12:20 PT / 1:20 MT / 2:20 CT / 3:20 ET
Improving Pre-service Teachers' Data Literacy and Computational Thinking Using Earth Data in Existing Methods Courses
Melissa Zrada, The College of New Jersey
Tiffany Herder, University of Wisconsin-Madison
Kristin Hunter-Thomson, Dataspire Education & Evaluation LLC, Rutgers University
Michael Jabot, SUNY College at Fredonia
Elizabeth Joyner, NASA
Computing and data permeate our society, and are critical to understanding our Earth. Data literacy is thus essential as an informed and engaged 21st century citizen, and fundamental to understanding the process of science. Integrating data and computational thinking into K-12 classrooms is critical to engage students in authentic science and NGSS practices. However, such integration requires that teachers are competent and confident in their own skills. Research demonstrates that pre-service teachers do not feel adequately prepared to integrate real-world data practices into their instruction. Often, they lack exposure and depth of experience to build their own confidence in these practices and to prepare to teach them due to time constraints and an overstuffed pre-service curriculum.To address this gap, we developed a targeted experience to help pre-service teachers build their confidence in collecting and processing data, as well as visualizing and telling stories from Earth data. We embedded our project into existing Methods courses, limited it to four sessions, and connected students with NASA data scientists and professionals. We piloted the project with two universities' pre-service teacher programs, in both face-to-face and virtual classroom environments. Early results indicate that these sessions improved pre-service teachers' data literacy skills and their self-efficacy in teaching with data and visualizations.In this presentation, participants will hear an overview of the project and gain access to the research- and inquiry-based resources we developed to adapt and use at their home institutions. We will also share our lessons-learned based on the results of our pilot integrations as well as planned next steps.Integrating data into our science classrooms fosters students' data literacy, computational thinking, critical thinking skills, and lifelong interests in science. To set our students up for future success with Earth data, we need to prepare our teachers today!

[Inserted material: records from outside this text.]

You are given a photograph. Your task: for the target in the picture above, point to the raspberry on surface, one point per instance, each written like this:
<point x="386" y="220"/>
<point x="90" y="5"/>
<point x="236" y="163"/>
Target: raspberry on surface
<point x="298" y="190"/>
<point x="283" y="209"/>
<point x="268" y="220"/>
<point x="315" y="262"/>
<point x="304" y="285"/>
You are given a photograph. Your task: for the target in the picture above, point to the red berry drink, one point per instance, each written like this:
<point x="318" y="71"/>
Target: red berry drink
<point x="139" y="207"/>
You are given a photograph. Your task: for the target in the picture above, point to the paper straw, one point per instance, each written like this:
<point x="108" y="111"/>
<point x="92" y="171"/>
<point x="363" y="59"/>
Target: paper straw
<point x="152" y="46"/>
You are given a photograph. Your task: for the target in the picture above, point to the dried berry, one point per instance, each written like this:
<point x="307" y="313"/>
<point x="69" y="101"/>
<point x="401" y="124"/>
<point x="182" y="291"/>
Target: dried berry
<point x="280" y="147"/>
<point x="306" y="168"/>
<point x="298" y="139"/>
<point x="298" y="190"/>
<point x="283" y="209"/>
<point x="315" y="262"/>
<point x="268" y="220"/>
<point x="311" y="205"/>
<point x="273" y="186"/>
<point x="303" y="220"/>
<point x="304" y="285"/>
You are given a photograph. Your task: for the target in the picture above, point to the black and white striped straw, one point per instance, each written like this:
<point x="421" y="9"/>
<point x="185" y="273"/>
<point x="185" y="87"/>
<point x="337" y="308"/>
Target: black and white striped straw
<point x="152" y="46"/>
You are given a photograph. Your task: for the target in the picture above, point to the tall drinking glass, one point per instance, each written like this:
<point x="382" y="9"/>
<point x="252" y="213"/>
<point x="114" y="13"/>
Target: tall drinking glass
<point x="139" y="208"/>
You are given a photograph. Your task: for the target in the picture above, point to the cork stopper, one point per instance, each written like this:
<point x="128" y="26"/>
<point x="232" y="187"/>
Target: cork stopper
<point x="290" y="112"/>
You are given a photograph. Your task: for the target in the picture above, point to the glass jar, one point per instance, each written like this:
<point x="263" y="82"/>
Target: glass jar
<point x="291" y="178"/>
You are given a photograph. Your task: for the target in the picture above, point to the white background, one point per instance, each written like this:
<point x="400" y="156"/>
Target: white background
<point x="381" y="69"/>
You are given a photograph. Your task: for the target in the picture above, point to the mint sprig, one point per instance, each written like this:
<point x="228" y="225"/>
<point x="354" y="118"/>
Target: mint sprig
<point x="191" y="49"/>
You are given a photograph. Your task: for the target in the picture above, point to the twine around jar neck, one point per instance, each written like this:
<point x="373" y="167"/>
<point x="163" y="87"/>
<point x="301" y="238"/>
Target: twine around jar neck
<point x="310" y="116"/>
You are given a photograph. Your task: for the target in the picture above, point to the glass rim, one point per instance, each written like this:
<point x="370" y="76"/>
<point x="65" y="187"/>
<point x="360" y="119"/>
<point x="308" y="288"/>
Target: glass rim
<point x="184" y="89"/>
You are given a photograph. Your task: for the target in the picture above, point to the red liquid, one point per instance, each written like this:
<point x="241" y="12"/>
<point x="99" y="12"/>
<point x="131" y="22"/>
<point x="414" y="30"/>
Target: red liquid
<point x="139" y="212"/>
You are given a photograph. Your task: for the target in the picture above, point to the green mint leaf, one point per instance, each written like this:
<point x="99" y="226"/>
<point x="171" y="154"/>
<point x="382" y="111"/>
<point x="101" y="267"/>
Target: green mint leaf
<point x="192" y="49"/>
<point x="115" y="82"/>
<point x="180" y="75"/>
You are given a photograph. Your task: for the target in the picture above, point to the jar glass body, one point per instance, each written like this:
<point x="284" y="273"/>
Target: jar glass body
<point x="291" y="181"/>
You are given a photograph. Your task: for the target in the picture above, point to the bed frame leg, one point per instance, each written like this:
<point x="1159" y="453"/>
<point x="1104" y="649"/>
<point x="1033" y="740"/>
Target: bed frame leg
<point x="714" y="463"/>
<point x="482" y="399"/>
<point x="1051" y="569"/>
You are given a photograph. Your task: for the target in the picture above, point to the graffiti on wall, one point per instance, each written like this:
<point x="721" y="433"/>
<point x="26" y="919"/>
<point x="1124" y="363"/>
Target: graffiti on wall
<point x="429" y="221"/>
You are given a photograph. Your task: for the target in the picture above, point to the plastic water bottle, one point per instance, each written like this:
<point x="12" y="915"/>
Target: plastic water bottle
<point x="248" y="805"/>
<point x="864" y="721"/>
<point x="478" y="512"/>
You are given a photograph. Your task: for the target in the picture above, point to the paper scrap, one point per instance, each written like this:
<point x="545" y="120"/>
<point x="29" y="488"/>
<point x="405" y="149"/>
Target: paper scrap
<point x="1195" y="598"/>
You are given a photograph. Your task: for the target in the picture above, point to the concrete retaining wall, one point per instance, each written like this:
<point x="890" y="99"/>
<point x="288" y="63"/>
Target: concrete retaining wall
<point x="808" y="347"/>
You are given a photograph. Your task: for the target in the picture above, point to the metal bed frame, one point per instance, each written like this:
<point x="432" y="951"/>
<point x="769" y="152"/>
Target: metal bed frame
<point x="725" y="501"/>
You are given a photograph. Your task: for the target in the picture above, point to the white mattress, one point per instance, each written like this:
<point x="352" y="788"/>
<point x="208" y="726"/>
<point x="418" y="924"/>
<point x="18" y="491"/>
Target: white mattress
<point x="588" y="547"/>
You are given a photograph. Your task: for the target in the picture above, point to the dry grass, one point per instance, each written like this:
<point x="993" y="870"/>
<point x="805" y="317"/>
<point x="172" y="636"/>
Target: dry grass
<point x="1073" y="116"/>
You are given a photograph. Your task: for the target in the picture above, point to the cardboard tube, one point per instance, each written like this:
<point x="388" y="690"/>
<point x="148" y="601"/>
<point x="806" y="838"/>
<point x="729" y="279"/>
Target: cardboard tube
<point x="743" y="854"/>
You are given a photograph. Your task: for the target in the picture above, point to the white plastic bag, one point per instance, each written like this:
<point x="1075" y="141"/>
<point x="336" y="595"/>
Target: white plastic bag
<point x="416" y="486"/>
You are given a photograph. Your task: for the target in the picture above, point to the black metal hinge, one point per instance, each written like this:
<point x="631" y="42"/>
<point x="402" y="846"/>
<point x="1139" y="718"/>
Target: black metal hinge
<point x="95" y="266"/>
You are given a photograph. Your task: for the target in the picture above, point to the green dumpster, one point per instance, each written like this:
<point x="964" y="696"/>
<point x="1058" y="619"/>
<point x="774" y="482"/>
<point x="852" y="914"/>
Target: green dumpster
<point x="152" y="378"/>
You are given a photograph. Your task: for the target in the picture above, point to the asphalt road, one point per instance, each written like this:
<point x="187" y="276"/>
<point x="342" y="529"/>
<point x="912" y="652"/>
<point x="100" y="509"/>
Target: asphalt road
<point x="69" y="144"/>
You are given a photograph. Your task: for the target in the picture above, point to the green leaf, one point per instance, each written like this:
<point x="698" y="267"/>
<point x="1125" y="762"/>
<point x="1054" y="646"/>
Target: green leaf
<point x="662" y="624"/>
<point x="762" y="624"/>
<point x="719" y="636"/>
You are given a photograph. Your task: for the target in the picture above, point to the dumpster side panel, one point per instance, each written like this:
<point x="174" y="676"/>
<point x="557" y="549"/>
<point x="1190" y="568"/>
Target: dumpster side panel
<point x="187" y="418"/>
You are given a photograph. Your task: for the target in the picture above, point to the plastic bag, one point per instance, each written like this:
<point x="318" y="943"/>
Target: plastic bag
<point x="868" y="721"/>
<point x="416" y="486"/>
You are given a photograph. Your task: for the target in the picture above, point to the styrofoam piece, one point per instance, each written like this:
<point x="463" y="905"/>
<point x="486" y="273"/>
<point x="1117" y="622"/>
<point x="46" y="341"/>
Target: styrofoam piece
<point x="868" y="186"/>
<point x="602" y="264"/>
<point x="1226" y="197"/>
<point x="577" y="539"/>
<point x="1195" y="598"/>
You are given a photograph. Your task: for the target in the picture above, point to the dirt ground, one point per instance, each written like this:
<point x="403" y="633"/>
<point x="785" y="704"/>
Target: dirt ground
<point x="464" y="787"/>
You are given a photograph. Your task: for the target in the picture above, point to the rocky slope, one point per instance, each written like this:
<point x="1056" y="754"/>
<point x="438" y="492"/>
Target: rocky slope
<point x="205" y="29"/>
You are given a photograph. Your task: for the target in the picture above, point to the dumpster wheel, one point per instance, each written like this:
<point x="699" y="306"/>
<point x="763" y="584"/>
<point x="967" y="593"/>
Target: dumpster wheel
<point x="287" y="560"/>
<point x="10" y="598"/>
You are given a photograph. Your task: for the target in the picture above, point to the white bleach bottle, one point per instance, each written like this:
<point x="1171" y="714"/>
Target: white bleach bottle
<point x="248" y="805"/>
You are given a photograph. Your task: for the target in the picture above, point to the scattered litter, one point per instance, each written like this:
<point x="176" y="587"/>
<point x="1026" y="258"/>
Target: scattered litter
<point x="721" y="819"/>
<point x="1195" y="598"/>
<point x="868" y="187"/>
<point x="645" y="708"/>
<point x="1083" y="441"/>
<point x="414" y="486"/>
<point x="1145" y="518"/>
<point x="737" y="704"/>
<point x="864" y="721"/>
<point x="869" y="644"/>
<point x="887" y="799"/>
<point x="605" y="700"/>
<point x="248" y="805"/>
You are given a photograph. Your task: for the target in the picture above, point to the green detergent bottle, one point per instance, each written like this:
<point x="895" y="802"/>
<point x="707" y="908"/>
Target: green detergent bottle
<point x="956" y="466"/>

12:35 PT / 1:35 MT / 2:35 CT / 3:35 ET
Deepening Elementary Teacher Knowledge in "Hard Science" to Enhance Science Teaching
Lisa Mussi, Manitou Springs Elementary
Wendy Abshire, American Meteorological Society
According to the National Academies Press, few elementary school teachers have their terminal degrees in science as compared to other disciplines and as such, can be intimidated by teaching science topics. Earth science can be an approachable topic area for elementary teachers and their students to investigate, yet teachers may lack foundational knowledge themselves and are often unsure of where to access reliable datasets and activities. The American Meteorological Society's (AMS) graduate-level teacher professional development courses (offered with California University of Pennsylvania) provide all K-12 teachers the opportunity to develop their confidence in teaching weather, ocean, and climate science (http://ametsoc.org/amsedu/k12teachers). As an elementary school teacher who has benefitted from these programs, I will share several several units I've developed connected to the atmosphere and hydrosphere that align with both the spirit and content of elementary science NGSS. NGSS encourages teachers to focus on the "Driving Questions" of students rather than just memorizing a set of facts. Student driven curriculum often leads to unexpected questions, and teachers without a background in science may have a hard time guiding student learning when they don't have a science background themselves.Through my engagement in the AMS/Cal U professional development opportunities, I have deepened my content knowledge and better understand the connections between scientific topics and cross cutting concepts as well as having been reenergized to teach the subject matter.Through engagement in these courses, and then becoming a Certified AMS Teacher (http://ametsoc.org/CAT), educators, including elementary teachers', can develop their skills in hard science and increase their confidence, professional connections, and the overall content knowledge from which they draw to connect with and inspire their students.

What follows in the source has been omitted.